WATCH: Blockchain startup Acyclic Labs enables secure, scalable smart contract solutions
Phones, TVs, cars...these days, everything's becoming smart. Why not smart contracts then? Bengaluru-based Blockchain startup Acyclic Labs is working to make this possible.
Founded in early 2018 by Kumar Anirudh and Nilesh Trivedi, the startup aims to solve the issue of mistrust between parties and business partners by enhancing transparency while reducing costs and time expenditure.
In a chat with YourStory, Co-founder Kumar Anirudh talks about the startup’s beginning, how their product helps enterprises work with smart contracts, and the way ahead.
It was late 2017 when Kumar met Nilesh at an Indium Network meetup. Both were core contributors to the various Blockchain apps and libraries.
“We discussed a lot of ideas and soon realised the need for a system that allowed the easy configuration of smart contracts usage with UPI to provide a conditional payments layer,” says Kumar.
Acyclic Labs was set up with an investment of about Rs 50 lakh from the co-founders. It was also a part of Cisco LaunchPad this year. The duo began work at a time when cryptocurrencies were not banned by RBI and were under heavy circulation.
“We just didn’t see cryptocurrencies at the same level as others. We realised the need of a regulated system and developed Sentinel,” Kumar says.
How does it work?
Sentinel is a Blockchain-powered platform that enables a “connected and inclusive world by building powerful, compliant and easy-to-use smart contract solutions”.The token-less solution is not linked to crypto; it lets companies focus on their business use-case and takes care of the underlying smart contracts. It also allows developers to build applications on top of Sentinel.
The platform lets users can write their conditions; these are translated into a smart contract and deployed on a Blockchain. The payment is triggered on UPI directly to the UPI VPA provided in the platform when the smart contract conditions are met.
Every transaction is recorded on the Blockchain, and the entire report is available at the click of a button. Any developer can integrate with the platform using traditional REST APIs, which take care of the smart contract functionality.
The company has built its tech on micro-services architecture, components of which are written in Python, NodeJs, Golang, VueJS, and ReactJS, using Solidity for smart contracts and Indium Network for Blockchain. The platform is currently deployed on multiple server instances across AWS and Google Cloud.
Founder of Acyclic Labs Kumar Anirudh
Today, most payments are made offline (paper contracts) or on a centralised system that governs payment rules. This central system, think banks, stores necessary documents to ensure that rules are followed.
"We are bridging the gap between payment transactions and business rules, and the utter dependence of a third-party resource to govern over rules. Using our platform, users will be able to encode payments with their own rules and process them accordingly,” Kumar says.
Acyclic Labs uses UPI because of its wide-scale adoption and the desire for businesses to use it. Its smart contracts encode these conditions so they can run on a decentralised network, and transaction records can be easily audited and reconciled.
The startup services the B2B sector, which is hugely dependent on mobile – and timely – payments. A Flipkart analogy can help make things clear.
Flipkart opened the doors to cash on delivery because it understood the ultimate desire of the customers and knew they would be willing to pay when the goods were in their hands.
“We are simply replacing the arbiter in the escrow with a smart contract,” Kumar says.
A huge market
There is a big market out there. As of February 2019, 139 banks are live on UPI and 800+ million transactions have been made, which is more than international payment channels like VISA and AMEX.
India has the most advanced industry ecosystem in mobile payments in the world and it’s still growing. Conditional payments are the obvious evolution.

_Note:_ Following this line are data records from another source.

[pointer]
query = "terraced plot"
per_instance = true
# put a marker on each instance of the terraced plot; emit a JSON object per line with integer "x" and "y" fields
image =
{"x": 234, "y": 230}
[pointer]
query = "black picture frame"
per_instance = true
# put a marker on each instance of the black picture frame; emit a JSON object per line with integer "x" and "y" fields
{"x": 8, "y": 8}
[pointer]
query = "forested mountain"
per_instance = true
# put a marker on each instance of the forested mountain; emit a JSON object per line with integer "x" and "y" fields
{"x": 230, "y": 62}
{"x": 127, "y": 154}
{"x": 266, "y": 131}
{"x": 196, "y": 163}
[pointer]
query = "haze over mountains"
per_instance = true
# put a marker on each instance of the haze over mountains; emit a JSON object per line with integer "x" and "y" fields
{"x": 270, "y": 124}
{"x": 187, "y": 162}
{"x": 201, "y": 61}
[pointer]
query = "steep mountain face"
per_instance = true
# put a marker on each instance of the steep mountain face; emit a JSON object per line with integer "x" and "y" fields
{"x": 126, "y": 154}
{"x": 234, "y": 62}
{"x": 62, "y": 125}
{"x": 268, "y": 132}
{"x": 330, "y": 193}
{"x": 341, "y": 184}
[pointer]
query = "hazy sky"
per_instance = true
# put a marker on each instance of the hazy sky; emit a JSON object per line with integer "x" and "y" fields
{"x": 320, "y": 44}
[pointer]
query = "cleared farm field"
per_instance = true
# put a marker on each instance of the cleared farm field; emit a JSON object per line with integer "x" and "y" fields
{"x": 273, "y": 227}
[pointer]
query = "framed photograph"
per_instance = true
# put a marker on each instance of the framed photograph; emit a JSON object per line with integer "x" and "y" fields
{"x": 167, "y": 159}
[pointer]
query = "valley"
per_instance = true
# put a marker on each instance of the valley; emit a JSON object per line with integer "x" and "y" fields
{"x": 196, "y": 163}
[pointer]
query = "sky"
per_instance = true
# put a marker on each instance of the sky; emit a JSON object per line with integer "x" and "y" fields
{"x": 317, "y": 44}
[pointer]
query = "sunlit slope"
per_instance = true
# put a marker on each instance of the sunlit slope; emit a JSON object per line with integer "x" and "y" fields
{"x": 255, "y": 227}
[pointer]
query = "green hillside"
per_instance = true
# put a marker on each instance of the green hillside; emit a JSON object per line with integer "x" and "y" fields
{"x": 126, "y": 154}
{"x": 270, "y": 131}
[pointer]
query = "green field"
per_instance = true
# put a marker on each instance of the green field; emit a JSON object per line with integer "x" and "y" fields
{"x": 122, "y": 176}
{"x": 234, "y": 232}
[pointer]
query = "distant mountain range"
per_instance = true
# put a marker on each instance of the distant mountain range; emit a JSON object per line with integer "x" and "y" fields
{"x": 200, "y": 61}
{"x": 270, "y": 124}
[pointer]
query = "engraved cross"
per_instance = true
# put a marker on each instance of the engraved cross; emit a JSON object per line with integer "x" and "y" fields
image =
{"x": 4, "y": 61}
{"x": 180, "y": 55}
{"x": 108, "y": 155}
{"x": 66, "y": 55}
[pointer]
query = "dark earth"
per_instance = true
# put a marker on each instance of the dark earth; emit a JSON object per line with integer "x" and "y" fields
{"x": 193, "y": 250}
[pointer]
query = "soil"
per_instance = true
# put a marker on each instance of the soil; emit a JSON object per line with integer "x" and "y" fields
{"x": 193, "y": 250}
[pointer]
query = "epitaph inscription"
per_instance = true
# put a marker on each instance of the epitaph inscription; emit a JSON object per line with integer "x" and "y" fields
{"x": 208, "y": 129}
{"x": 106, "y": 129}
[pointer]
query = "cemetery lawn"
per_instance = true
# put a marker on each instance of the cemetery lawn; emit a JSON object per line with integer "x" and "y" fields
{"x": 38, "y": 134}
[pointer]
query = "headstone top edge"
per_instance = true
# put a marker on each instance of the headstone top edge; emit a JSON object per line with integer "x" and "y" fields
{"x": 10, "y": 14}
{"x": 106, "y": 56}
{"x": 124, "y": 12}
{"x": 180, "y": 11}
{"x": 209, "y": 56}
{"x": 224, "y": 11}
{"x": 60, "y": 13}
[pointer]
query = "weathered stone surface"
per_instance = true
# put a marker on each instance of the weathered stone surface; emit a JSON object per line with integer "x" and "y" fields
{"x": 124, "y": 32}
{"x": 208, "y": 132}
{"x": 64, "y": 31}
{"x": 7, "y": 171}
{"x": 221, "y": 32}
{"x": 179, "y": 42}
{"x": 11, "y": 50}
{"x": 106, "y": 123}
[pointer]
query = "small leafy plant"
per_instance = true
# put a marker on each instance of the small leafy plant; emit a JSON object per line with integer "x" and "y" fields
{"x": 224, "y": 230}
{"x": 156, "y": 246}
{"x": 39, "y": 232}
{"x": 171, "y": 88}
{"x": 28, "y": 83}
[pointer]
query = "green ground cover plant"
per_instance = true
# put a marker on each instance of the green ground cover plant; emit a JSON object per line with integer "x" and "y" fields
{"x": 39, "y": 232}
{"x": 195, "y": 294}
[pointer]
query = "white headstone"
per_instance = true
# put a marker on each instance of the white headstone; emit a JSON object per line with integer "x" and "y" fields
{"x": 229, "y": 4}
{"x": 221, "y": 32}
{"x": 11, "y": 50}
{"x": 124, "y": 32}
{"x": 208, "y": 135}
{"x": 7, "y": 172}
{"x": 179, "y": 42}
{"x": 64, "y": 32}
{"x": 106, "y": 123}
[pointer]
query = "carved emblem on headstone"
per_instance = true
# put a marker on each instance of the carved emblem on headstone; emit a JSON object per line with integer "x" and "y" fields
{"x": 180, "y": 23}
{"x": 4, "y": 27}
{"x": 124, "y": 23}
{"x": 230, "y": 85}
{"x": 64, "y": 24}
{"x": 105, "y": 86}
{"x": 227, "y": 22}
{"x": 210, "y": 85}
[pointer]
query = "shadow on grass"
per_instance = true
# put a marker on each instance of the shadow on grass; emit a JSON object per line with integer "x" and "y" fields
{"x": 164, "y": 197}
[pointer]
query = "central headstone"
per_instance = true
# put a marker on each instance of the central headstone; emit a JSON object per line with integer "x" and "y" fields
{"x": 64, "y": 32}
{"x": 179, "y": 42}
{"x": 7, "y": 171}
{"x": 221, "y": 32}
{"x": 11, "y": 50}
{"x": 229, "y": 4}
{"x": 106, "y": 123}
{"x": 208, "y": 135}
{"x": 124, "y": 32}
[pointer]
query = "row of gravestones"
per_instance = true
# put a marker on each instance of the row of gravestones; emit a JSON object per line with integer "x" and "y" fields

Acyclic Labs’ platform works on a subscription-based pricing model for businesses. The fair price chart is based on the number of transactions and smart contracts deployed. The startup also offers a licensing model for self-hosted solutions, which is often preferred by enterprises with their own data centres.
The founders have five signed POCs signed as of now, and are waiting for the projects to get to the earning money.
“Building a bootstrapped company is difficult, but it is more difficult for a new startup to work with banks, especially in the blockchain space. We had to convince them that we were working on blockchain and not cryptocurrency. It was difficult, but we overcame [the challenge],” Kumar says.
The way ahead
Over the next 18 months, the company, which is yet to raise money, is keen to sign up customers. The co-founders plan on staying in the B2B space “for the next 24 months at least” and focus on “how customer adoption will take place and how the product will evolve”.
In the next two years, Acyclic Labs will support various payment channels, dot networks, smart contract languages, and other domains, including supply and retail chain, education, healthcare, and so on. The startup is currently inviting educational institutions and edtech startups to try them out.
Their differentiator, they claim, is that they have developed a way to interact with a public blockchain network without having to use cryptocurrency. This, along with the plug-and-play platform that allows easy integration, makes the blockchain startup a solid bet.
Smart contracts are the rage these days, and India is just waking up to their benefits. Will Acyclic Labs be able to tap into rising demand?